As I stood there, I watched the two men walk away down the path from the patio, pass the lilies, to the driveway. The older one being led by the younger one. I never had noticed that their heads were shaped similarly with the same balding spots on their respective crowns. The older one’s back bent with age and ache. The younger one’s back bent with concern and care.
They’ve walked many other paths before, some familiar and others new, some literal and others simply symbolic. At one time, the older man taught the younger one how to walk, then to run. As the younger man grew, the older man gently guided him and when asked, advised him and always helped him without shaming him.
For a long while, it would seem that their stride was side-by-side. There was mutual respect. There was shared camaraderie. There was a connected sense of humor. There was more in common than a shared first and last name. Yet, upon closer examination, the younger man still fell in step behind the older one.

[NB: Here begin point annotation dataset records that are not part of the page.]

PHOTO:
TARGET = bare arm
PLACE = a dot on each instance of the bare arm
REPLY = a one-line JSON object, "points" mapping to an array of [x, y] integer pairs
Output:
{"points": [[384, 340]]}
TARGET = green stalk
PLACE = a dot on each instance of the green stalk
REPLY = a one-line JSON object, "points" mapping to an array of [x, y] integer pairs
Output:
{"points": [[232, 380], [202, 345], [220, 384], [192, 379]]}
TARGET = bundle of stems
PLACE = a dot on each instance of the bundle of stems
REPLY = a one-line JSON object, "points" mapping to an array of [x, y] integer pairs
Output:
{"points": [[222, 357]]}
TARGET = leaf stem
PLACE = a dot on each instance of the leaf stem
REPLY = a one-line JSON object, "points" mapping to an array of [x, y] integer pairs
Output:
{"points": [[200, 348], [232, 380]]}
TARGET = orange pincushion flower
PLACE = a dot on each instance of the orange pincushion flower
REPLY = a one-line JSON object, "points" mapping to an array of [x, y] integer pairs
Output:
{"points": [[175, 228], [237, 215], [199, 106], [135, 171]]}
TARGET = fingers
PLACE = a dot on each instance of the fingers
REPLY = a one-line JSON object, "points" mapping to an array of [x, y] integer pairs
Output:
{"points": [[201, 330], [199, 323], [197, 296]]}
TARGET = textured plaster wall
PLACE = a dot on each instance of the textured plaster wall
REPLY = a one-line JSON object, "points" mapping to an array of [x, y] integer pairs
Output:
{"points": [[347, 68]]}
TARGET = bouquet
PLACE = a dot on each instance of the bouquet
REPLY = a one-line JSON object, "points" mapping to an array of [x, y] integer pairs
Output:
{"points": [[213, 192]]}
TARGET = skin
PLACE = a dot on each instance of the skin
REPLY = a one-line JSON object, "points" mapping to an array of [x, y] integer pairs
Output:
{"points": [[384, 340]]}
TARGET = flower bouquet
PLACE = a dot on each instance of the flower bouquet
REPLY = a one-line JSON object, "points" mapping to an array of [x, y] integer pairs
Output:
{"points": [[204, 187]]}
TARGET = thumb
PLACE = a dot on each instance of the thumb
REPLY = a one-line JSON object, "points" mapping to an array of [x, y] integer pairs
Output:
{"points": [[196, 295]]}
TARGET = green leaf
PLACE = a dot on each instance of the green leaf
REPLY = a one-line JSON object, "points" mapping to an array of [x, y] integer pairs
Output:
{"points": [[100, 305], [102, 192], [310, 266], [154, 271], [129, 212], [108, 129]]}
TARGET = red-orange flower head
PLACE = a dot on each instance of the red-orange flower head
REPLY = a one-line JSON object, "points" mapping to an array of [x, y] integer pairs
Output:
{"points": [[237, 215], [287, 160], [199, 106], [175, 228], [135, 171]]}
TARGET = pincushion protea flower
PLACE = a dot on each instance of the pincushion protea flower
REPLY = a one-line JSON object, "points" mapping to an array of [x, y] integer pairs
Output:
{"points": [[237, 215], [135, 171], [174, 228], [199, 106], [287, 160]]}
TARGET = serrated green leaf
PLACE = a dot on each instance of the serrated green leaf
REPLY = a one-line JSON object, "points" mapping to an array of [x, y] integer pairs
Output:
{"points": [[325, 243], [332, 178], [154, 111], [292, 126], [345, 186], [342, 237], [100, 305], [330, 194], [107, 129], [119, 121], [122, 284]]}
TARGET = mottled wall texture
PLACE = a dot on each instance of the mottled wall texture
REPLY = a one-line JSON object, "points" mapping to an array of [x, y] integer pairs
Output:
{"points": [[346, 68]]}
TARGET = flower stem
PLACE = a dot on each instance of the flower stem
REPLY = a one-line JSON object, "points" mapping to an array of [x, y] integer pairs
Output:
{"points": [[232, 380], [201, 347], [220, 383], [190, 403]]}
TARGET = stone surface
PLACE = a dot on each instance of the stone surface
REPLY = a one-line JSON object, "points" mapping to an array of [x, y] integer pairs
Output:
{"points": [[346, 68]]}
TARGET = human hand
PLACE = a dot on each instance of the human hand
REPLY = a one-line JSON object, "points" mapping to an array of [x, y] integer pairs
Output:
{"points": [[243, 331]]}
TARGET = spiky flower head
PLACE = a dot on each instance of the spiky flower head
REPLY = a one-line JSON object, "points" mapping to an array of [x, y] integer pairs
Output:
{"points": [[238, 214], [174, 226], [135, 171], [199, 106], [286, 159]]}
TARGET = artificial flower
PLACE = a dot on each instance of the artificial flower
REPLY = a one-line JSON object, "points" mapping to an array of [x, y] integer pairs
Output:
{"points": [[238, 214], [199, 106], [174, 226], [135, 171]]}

Over the past several years, the older man slowly began to lose his ability to lead. Neither man complained. Neither man raised a defiant fist toward the heavens. Neither man lost patience with the other.
Their paths, now intertwined as intricately as they had been when both men were much younger men – now took them to doctor’s offices, Cracker Barrel’s, and long drives through Roots. Memories flowed endlessly as the rivers once flowed near the older man’s home-place.
But, the TVA built a couple of dams, moved many families and those rivers became two gigantic lakes. The older man’s more recent memories became harder to recall, so the younger man took the wheel as the older man shifted into the passenger seat.
The last time I saw the older man, the younger one actually, gently, placed him that passenger seat. The older man was too weak to get in on his own. Over the days that have passed since, I have watched that younger man continually exercise his faith to continue to gently place the older man not into a car, but into the capable, loving hands of our God.
The younger man couldn’t go any farther down the older man’s path with him. Every night for the last many nights, they each told the other he was loved. No words have gone unsaid and actions spoke even louder than words.
The older man’s path is certain and set. He will stand straight. He will be reunited with so many dear ones – his wife, his son, his sisters, his parents, his friends. He will be happy. He will work with his hands and see every project completed, nothing left undone. – He will see and be and stay with his Savior, whole and healthy and free.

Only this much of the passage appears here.